Exemplos de afinidade profunda podem ser encontrados quando se compara a temática do complexo de Édipo com a argumentação empregada por Lévi-Strauss ao descrever o átomo de parentesco, bem como ao aproximar as conceituações relativas aos ciclos de reciprocidade - as três formas elementares de conjugalidade entre os primitivos - da descrição do processo de constituição do sujeito de acordo com a lógica subjacente às fases da sexualidade infantil.
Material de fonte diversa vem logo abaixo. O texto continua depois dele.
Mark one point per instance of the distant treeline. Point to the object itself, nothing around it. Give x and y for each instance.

Com a finalidade de interrogar o estado atual das relações entre psicanálise freudiana e antropologia estrutural - teorias dedicadas às manifestações subjetivas e sociais do inconsciente - fomos conduzidos, portanto, a uma démarche resumível da seguinte maneira: abordagem crítica dos textos lévi-straussianos a respeito da psicanálise, reflexão acerca da história da teorização do inconsciente na obra freudiana, bem como descrição dos debates atuais a respeito e, finalmente, leitura interpretativa de As estruturas elementares do parentesco, por intermédio da qual acreditamos ser possível demonstrar a existência de uma solidariedade essencial entre as duas obras, fundada na articulação e na complementaridade de seus conceitos centrais.
Essa articulação, se efetivamente alcançada, não deixa de ter implicações, enunciáveis na forma de hipóteses ainda rudimentares. Em primeiro lugar, é de se perguntar se a consideração do inconsciente como objeto rigorosamente definido por duas teorias do porte das ora analisadas não permitiria finalmente emancipar as ciências humanas dos modelos derivados das ciências naturais. Suplementarmente, coloca-se a questão de saber se o diálogo entre psicanálise e marxismo, ao qual os teóricos da Escola de Frankfurt se consagraram com êxito apenas parcial, não poderia ser retomado a partir da intermediação oferecida pela obra de Lévi-Strauss.